In seiner komplett missglückten Komödie "Mein Führer" versucht Dani Levy,
"die wirklich wahrste Wahrheit über Hitler" zu zeigen. Was er damit erreicht,
ist das genaue Gegenteil: nicht Aufklärung, sondern platte Reduktion.

Von Franz Wagner
(01. 03. 2007)


     Was die neueren Filme über das Dritte Reich – von Oliver Hirschbiegels "Der Untergang" über Kai Wessels" Groteske "Goebbels und Geduldig" bis zur unlängst im Kino angelaufenen Komödie "Mein Führer" des schweizerisch-deutschen Erfolgsregisseurs Dani Levy ("Alles auf Zucker!") – gemeinsam haben, ist ihre Absicht, den absurden Ernst des Nationalsozialismus aufzudecken und Hitler als den zu zeigen, der er immer war: kein ewig schreiender Mythos, sondern eine Witzfigur, ein gefährlich kranker Mann.

Dass sowohl "Der Untergang" als auch "Mein Führer" – "Goebbels und Geduldig" fällt als TV-Movie etwas aus der Reihe – vom deutschen Feuilleton dabei eine ganze Menge Kritik einstecken mussten, liegt – neben gravierenden Schwächen in der Umsetzung – zunächst wohl auch an einer Prämisse des Kinos selbst: So unerhört vielschichtig wie sie nun einmal ist, lässt sich die Wirklichkeit nie zur Gänze auf die Leinwand bannen. Dies erscheint zunächst wie eine Binsenweisheit, doch der Eindruck täuscht. Denn dass die Totalität der Welt, von der wir ständig umgeben sind, im Kino beträchtlich schrumpft, fällt nur selten auf. Immerhin ist die Ähnlichkeit verblüffend, alles wirkt real. Ich habe es mit eigenen Augen gesehen, deshalb ist es wahr: Solche Sätze stimmen im Kino nur mehr bedingt – ein Umstand, auf den bereits einer der späteren Begründer der Anti-Atombewegung, der deutsche Philosoph und Essayist Günther Anders hingewiesen hat. In seinem scharfsinnigen Essay "Die Welt als Phantom und Matrize" setzte er sich schon Anfang der 1950er Jahre kritisch mit diesem Problem auseinander. Nachdrücklich wies Anders darauf hin, dass die künstlich geschaffenen Bilder durch ihren scheinbaren Realitätsgehalt ihren Betrachtern etwas vorgaukelten, was es in Wirklichkeit gar nicht gibt. Gerade dadurch, dass sie die beinah perfekte Illusion von Realität bieten, verschleiern sie das, was sie sonst noch ins Bild fassen könnten, nur umso effektiver. Je mehr die Kamera also zeigt, desto mehr verschweigt sie auch.

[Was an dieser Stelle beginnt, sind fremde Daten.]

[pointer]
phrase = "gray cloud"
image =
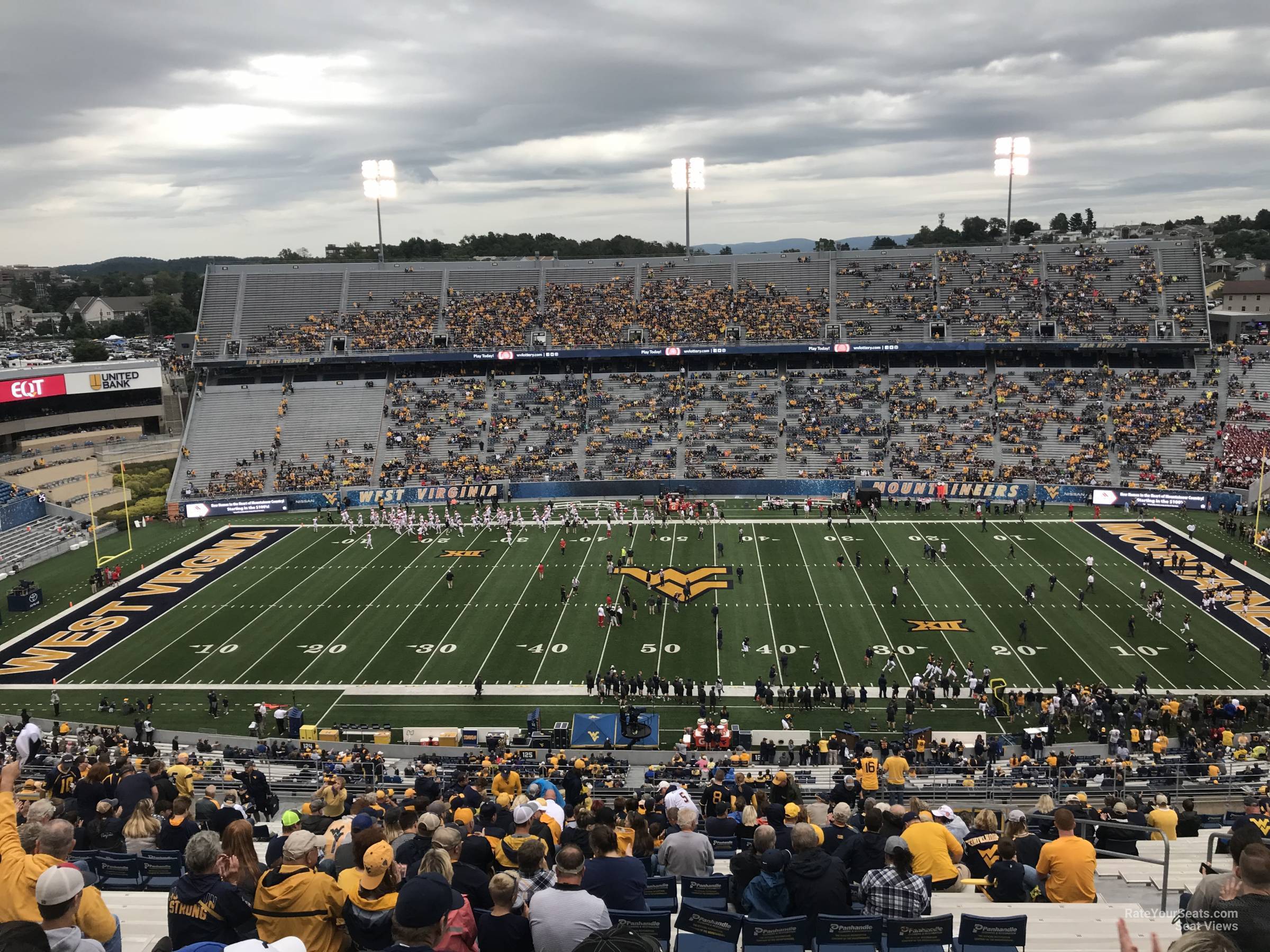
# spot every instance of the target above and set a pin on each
(167, 130)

    Trotz aller Versuche – etwa durch die Nouvelle Vague Anfang der 1960er Jahre –, sich gegen die vermeintlichen Bedingungen filmischer Realitätskonstruktion zu stemmen, ist die Frage, wo die Grenze des Darstellbaren liegt, stets aktuell geblieben, besonders bei Bildern, die vom Nationalsozialismus handeln. Matrizen gleich erzeugen diese die Maske, durch die wir heute die Zeit vor 1945 betrachten. Vieles davon hat sich ins kollektive mediale Gedächtnis gebrannt, ohne tiefere Spuren zu hinterlassen. Hierüber bemerkte zuletzt Eckhard Fuhr kritisch in der Welt: „Das Dritte Reich ist heute nicht mehr erinnerte deutsche Geschichte, sondern ein Zeichenreservoir, aus dem sich jeder bedienen kann. Gründlicher als durch ihre totale Vergegenwärtigung kann man die Nazi-Geschichte nicht vergessen."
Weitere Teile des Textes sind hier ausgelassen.